International horse transport has been blamed for the first outbreak of equine influenza in Malaysia in nearly 40 years. The occurrence has resulted in a disruption of events in the racing industry and a complete ban on horse movement in and out of the country, according to official reports.

Horse races across the country have been cancelled since the outbreak was detected in late August. However, morning gallops were allowed to resume at affected courses last week.

As many as 400 horses might have been exposed to the disease at the Selangor Turf Club in Kuala Lumpur, said Mohamad Azmie Zakaria, DVM, PhD, director general and chief veterinary officer in the Department of Veterinary Services and Ministry of Agriculture and Agro-Based Industry in Putrajaya.

Of those horses, two were found to be positive for equine influenza in mid-August. Both horses had been imported, Zakaria reported in an official outbreak notification published by the World Animal Health Organization (OIE). According to the Malayan Racing Association (MRA) in Keri Kembangan, as many as 90 horses have fallen ill at Selangor. “Those treated with antibiotics are recovering well,” said Krishna Kumar K, secretary at the MRA.

While no other official reports have been made to the OIE to date, another Malaysian racecourse has also declared that its horses have been infected with equine influenza. The Perak Turf Club in Ipoh began canceling races in early September due to an “outbreak of respiratory disease” in its home stables, according to the club’s published cancellation notices. About 30 horses at this site have been isolated after showing signs of illness, according to the MRA.

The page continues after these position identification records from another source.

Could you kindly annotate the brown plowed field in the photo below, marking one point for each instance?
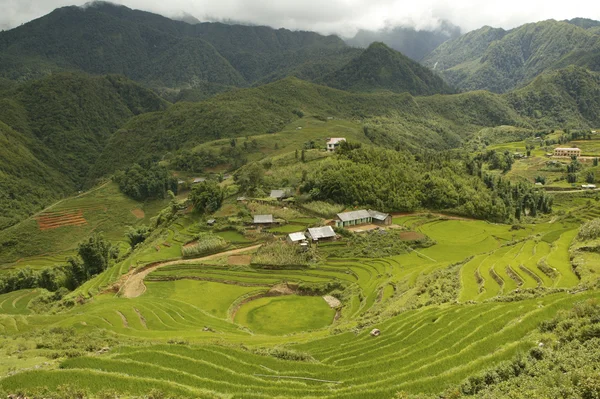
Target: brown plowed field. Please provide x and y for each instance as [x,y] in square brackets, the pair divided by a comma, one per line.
[55,220]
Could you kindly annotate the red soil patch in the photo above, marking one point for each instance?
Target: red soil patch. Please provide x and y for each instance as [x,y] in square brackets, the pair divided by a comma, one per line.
[138,213]
[411,236]
[53,220]
[239,259]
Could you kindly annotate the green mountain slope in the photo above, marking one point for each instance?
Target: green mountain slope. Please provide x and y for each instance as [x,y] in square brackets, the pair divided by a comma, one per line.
[499,61]
[381,68]
[26,183]
[568,96]
[411,42]
[54,129]
[394,119]
[104,38]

At the Penang Turf Club, a single horse showed signs of the disease. The horse was isolated and treated with antibiotics. It has since recovered, the MRA reported.

Equine influenza has been nonexistent in Malaysia since 1977. The origin of the outbreak had been recorded as the “introduction of new live animals,” the OIE notification stated.

Affected horses have been treated with antibiotics and anti-inflammatory medications, and no deaths have been reported.

Veterinarians have sought to control the outbreak through disinfection of the affected areas, quarantine of infected horses, and a screening and traceability program of animals that could have been affected. Officials also set up a strict ban on international movement, allowing no horses to leave or enter the country until the disease has been completely eradicated. Eradication is determined by a period of 28 days from the last outbreak.

Vaccinations were not administered, the OIE said.